There’s a meme going around that explains the fundamental difference between being popular in Bollywood and a superstar of Tamil cinema. Yes, while steroid-and-woven-hair stars of Bollywood wait for a public holiday to launch their films and get a collections jumpstart, Rajini Saar’s movies make HR departments declare a day off for their employees.
You may never understand the reason for this difference if you thought people down South identify with Om Shanti Om’s “Yenna Rascala” or love Rohit Shetty’s ode to Madraasis with “Lungi Dance”. In fact, there is downright hatred for such inane interpretations.
If you want to better understand the evolution of Rajinikanth’s god-like status and why temples are built for him down South, I suggest you take off your Aryan goggles. You might know that he is basically of Maharashtrian ethnicity (real name Shivaji Rao Gaekwad), and that he once was a bus conductor in then-Bangalore before he joined films, but there is far more to him than that.
He could have been named ‘Superstar Chandrakant’ or ‘Superstar Srikant’.
A screen name was important for him to stand out in Tamil cinema. Especially when there was already a big star named “Sivaji” Ganesan ruling the scene. Director K Balachander (yes, the man who made 1981 Hindi superhit ‘Ek Duuje Ke Liye’) had three screen name options for Shivaji Rao Gaekwad – Rajinikanth, Chandrakant and Srikant. Finally, “Rajinikant” was chosen which translates as “colour of the night” to match the Superstar’s dark skin complexion. Kaala hai toh kya hua…
Before his job as a bus conductor, he worked as a coolie and an odd-job carpenter.
The fact that he’s from an ordinary family, and that he and his three other siblings he lost his mother at the age of five, perhaps explains the mass adulation by the wide spectrum of his audience who range from daily wagers to housewives and industrialists. In fact, in 2012, CBSE included Rajnikanth’s real life story in its Std VI English Course material. Published by Oxford University Press, the lesson on Rajinikanth was meant to educate and inspire children about the dignity of work.
Rajini Saar started out as a villain.
His first few Tamil movies cast him in negative roles. His debut was a 15-minute negative role in the 1975 flick, Aboorva Ragangal which featured Kamalahaasan (Kamal Hassan in the North) as the main male lead. For Kamal too, this film was a major breakthrough.

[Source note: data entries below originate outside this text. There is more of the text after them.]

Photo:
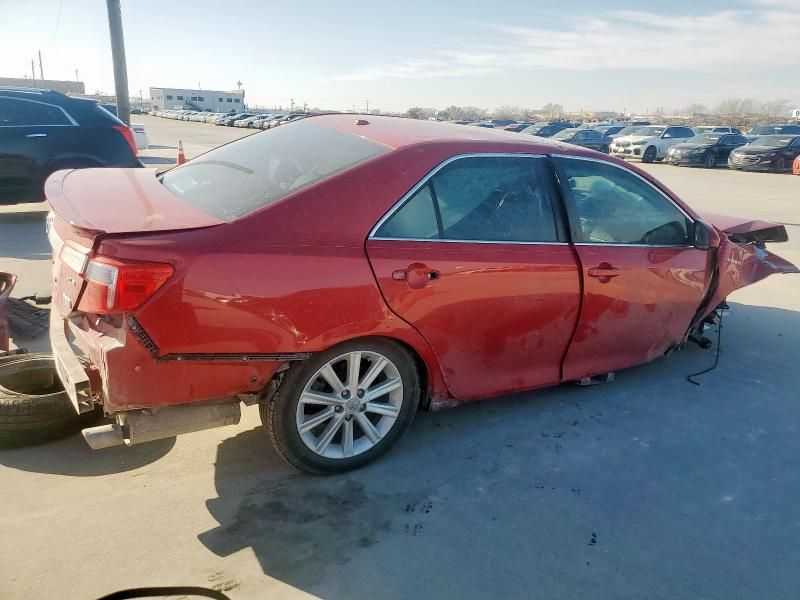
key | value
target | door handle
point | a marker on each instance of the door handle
(604, 272)
(416, 275)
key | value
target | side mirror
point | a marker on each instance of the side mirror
(705, 236)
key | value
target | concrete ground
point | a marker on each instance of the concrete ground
(649, 487)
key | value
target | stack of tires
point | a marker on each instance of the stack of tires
(33, 405)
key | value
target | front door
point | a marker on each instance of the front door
(477, 260)
(643, 279)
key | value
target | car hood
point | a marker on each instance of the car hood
(756, 149)
(634, 138)
(742, 258)
(693, 146)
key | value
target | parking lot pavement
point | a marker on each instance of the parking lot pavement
(197, 138)
(648, 487)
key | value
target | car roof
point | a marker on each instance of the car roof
(397, 132)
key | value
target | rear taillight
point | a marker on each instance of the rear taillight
(114, 286)
(128, 135)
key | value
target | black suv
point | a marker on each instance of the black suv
(43, 131)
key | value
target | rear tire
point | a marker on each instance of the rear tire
(327, 448)
(33, 406)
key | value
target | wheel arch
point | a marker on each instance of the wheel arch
(432, 384)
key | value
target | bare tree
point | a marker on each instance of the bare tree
(552, 111)
(417, 112)
(509, 111)
(696, 112)
(775, 111)
(739, 112)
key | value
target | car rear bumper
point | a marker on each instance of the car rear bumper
(122, 369)
(629, 151)
(685, 160)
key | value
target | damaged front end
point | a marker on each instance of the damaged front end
(742, 259)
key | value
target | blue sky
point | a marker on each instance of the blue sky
(582, 54)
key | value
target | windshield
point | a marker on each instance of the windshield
(650, 131)
(565, 134)
(239, 178)
(774, 141)
(705, 138)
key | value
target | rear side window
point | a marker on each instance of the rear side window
(14, 112)
(494, 199)
(239, 178)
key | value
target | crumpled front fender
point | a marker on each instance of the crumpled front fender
(741, 265)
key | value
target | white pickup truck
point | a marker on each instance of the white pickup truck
(651, 142)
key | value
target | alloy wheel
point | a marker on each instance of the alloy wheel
(350, 404)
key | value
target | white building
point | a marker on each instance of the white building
(211, 100)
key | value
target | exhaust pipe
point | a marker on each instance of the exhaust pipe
(104, 436)
(147, 425)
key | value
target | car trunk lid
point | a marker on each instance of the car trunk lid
(89, 204)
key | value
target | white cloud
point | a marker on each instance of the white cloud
(734, 42)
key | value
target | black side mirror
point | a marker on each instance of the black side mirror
(705, 236)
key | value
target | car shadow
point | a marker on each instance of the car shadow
(22, 235)
(528, 482)
(72, 456)
(157, 160)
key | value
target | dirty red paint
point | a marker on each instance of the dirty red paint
(301, 276)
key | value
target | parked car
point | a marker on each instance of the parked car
(651, 142)
(767, 153)
(140, 136)
(248, 121)
(546, 130)
(707, 149)
(776, 129)
(588, 138)
(43, 131)
(517, 127)
(715, 129)
(231, 119)
(611, 131)
(263, 121)
(340, 329)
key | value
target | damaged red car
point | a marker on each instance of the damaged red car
(343, 272)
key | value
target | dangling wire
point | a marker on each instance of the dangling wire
(690, 378)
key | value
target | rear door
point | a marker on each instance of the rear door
(27, 128)
(476, 258)
(643, 279)
(727, 143)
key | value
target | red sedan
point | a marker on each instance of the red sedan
(343, 272)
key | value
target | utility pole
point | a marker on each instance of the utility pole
(118, 55)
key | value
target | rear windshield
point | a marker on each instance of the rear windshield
(239, 178)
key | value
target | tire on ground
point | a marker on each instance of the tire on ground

However, the audience could not ignore newcomer Rajini’s performance as an abusive husband who eventually dies in the movie. His lines met with thunderous applause by the audience, perhaps because the character aggressively holds on to conventional norms in an off-beat, women’s liberation theme. Years later, post-analysis of this movie by critics actually credit Rajini’s character as being a positive one, that of having liberated his wife to seek happiness with her lover.
Success eluded him for many years.
His story is a slow-and-steady journey to the top that appeals to the common man who wants to stay the course without giving up. He worked in over 50 movies (Tamil, Kannada and Telugu) before his first real hit as a protagonist came along. This was Billa which was essentially a remake of the Amitabh Bachchan-starrer, Don.
He developed his unique cigarette-flick trick himself.
A seemingly trivial trick that he practiced with his friends as a youngster, his cigarette-flicking skill helped him gain the final approval from his first director. After many takes at a screen test where he tried to emulate other popular actors, he finally performed a cigar flick to create a unique impression. After all these years, Rajini’s inimitable dialogue delivery, unique style and walk still make crowds go insanely crazy.
Fans accept him for his simplicity and transparency.
Unlike his Bollywood colleagues, who cannot step out of their vanity vans without their wigs and make-up, Rajini Saar is unabashedly open about his true appearance and is usually clad in his white shirt and veshti. According to him, his tryst with spirituality has helped him stay in touch with ground realities and he often advises his fans not to get carried away by fame or fortune. This strikes a chord with his South Indian audience, almost everyone worships him for who he is off-screen, as much as what he plays on-screen. He is also known to have a great sense of humour in public, often self-deprecating, that makes him warm, friendly and affable.
He is the “picture-perfect family man”
Tamil film fans just adore his family-man status, which has remained by and large untainted and affair-free, in a rather colourful industry where proximity to attractive co-stars and romantic liaisons is the norm. He married Latha Rangachary, a Tamilian, who interviewed him for a college magazine back in 1981. They have two daughters, Aishwarya and Soundarya, the former married to Tamil star, Dhanush.
Also, his amazing ability to stay grounded in spite of his god-like status isn’t just good PR. He actually drives himself to work without any elaborate entourage – which is the first demand of even small-time Bollywood stars. And no, contrary to popular belief, he doesn’t have a single temple dedicated to him. He actively discourages his fans from building any shrine in his honour.
Now do you get why Rajinikanth is Superstar Rajinikanth.